Lilach Gavish

Irradiation with 780 nm diode laser attenuates inflammatory cytokines but upregulates nitric oxide in lipopolysaccharide-stimulated macrophages: implications for the prevention of aneurysm progression.

Low level laser irradiation (LLLI) has been shown to reduce inflammation in a variety of clinical situations. We have shown that LLLI (780 nm) increases aortic smooth muscle cell proliferation and matrix protein secretion and modulates activity and expression of matrix metalloproteinases. Inflammation is a major component of arteriosclerotic diseases including aneurysm. Macrophage recruitment and secretion of pro‐inflammatory cytokines and the vasodilator, nitric oxide (NO), are central to most immune responses in the arterial wall. The present study was designed to determine the effect of LLLI on cytokine gene expression and secretion as well as gene expression of inducible nitric oxide synthase (iNOS) and NO production in lipopolysaccharide (LPS)‐stimulated macrophages.

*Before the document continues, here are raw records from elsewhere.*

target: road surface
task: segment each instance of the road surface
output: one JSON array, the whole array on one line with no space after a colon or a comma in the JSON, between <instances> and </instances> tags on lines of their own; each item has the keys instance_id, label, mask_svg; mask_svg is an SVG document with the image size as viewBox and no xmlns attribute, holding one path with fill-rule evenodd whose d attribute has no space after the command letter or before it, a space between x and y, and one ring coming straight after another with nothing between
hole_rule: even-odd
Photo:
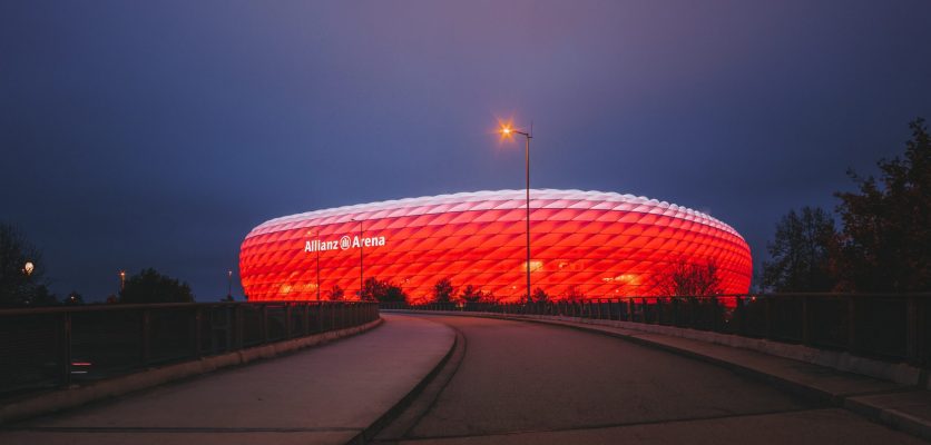
<instances>
[{"instance_id":1,"label":"road surface","mask_svg":"<svg viewBox=\"0 0 931 445\"><path fill-rule=\"evenodd\" d=\"M410 444L921 444L714 365L618 338L425 316L464 339L445 380L378 442ZM441 374L438 379L442 379ZM420 405L422 411L411 413Z\"/></svg>"}]
</instances>

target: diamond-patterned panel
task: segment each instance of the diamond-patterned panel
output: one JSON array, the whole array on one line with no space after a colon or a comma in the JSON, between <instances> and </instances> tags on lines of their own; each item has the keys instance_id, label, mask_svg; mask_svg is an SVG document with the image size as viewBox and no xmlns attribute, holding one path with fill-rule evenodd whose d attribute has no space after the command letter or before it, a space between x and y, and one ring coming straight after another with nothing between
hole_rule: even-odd
<instances>
[{"instance_id":1,"label":"diamond-patterned panel","mask_svg":"<svg viewBox=\"0 0 931 445\"><path fill-rule=\"evenodd\" d=\"M478 191L272 219L243 241L243 288L251 300L315 299L320 283L322 298L334 286L350 297L361 261L363 277L391 280L413 301L430 298L443 277L517 300L526 289L525 205L525 190ZM682 260L715 261L725 293L749 289L749 247L708 215L631 195L550 189L530 191L530 211L532 287L555 298L572 287L592 298L657 295Z\"/></svg>"}]
</instances>

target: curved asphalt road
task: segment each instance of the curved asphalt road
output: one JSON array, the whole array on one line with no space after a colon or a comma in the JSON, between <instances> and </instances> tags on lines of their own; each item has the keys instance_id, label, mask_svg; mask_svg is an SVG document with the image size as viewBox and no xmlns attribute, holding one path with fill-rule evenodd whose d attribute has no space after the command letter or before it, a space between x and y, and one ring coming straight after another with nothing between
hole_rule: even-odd
<instances>
[{"instance_id":1,"label":"curved asphalt road","mask_svg":"<svg viewBox=\"0 0 931 445\"><path fill-rule=\"evenodd\" d=\"M458 368L447 365L454 374L445 385L424 393L435 399L402 443L923 443L621 339L532 323L429 318L458 329L465 350Z\"/></svg>"}]
</instances>

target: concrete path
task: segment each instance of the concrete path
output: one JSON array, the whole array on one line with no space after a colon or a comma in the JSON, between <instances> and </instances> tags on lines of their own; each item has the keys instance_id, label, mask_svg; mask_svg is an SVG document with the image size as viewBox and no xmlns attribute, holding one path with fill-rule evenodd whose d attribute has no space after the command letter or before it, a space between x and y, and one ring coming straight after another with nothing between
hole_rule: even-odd
<instances>
[{"instance_id":1,"label":"concrete path","mask_svg":"<svg viewBox=\"0 0 931 445\"><path fill-rule=\"evenodd\" d=\"M853 413L653 347L543 324L424 316L465 350L410 444L919 444ZM386 428L386 429L390 429Z\"/></svg>"},{"instance_id":2,"label":"concrete path","mask_svg":"<svg viewBox=\"0 0 931 445\"><path fill-rule=\"evenodd\" d=\"M365 334L0 431L0 444L343 444L434 369L455 338L384 315Z\"/></svg>"}]
</instances>

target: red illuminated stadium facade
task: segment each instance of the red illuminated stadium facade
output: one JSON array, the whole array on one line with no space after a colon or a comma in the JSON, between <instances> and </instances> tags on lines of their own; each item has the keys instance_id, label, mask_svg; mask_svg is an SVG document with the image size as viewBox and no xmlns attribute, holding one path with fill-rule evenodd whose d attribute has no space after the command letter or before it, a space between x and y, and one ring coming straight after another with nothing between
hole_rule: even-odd
<instances>
[{"instance_id":1,"label":"red illuminated stadium facade","mask_svg":"<svg viewBox=\"0 0 931 445\"><path fill-rule=\"evenodd\" d=\"M441 278L516 301L526 294L525 204L523 190L478 191L272 219L243 241L243 288L249 300L326 299L334 286L352 298L361 261L364 278L392 281L412 301L431 298ZM556 299L659 295L682 263L715 264L723 293L749 289L749 247L708 215L579 190L531 190L530 207L532 287Z\"/></svg>"}]
</instances>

Low-level laser irradiation inhibits abdominal aortic aneurysm progression in apolipoprotein E-deficient mice

AIMS Increased early detection of abdominal aortic aneurysm (AAA) and the severe complications of its current treatment have emphasized the need for alternative therapeutic strategies that target pathogenetic mechanisms of progression and rupture. Recent in vitro studies from our laboratory have shown that low-level laser irradiation (LLLI) (780 nm) modifies cellular processes fundamental to aneurysm progression. The present study was designed to determine whether LLLI retards the progression of suprarenal AAA in vivo. METHODS AND RESULTS High-frequency ultrasonography (0.01 mm resolution) was used to quantify the effect of LLLI on aneurysmatic aortic dilatation from baseline to 4 weeks after subcutaneous infusion of angiotensin II by osmotic minipumps in the apolipoprotein E-deficient mouse. At 4 weeks, seven of 15 non-irradiated, but none of the 13 LLLI, mice had aneurysmal dilatation in the suprarenal aneurysm-prone segments that had progressed to >or=50% increase in maximal cross-sectional diameter (CSD) over baseline (P = 0.005 by Fishers exact test). The mean CSD of the suprarenal segments (normalized individually to inter-renal control segments) was also significantly lower in irradiated animals (LLLI vs. non-irradiated: 1.32 +/- 0.14 vs. 1.82 +/- 0.39, P = 0.0002 by unpaired, two-tailed t-test) with a 94% reduction in CSD at 4 weeks compared with baseline. M-mode ultrasound data showed that reduced radial wall velocity seen in non-treated was significantly attenuated in the LLLI mice, suggesting a substantial effect on arterial wall elasticity. CONCLUSION These in vivo studies, together with previous in vitro studies from this laboratory, appear to provide strong evidence in support of a role for LLLI in the attenuation of aneurysm progression. Further studies in large animals would appear to be the next step towards testing the applicability of this technology to the human interventional setting.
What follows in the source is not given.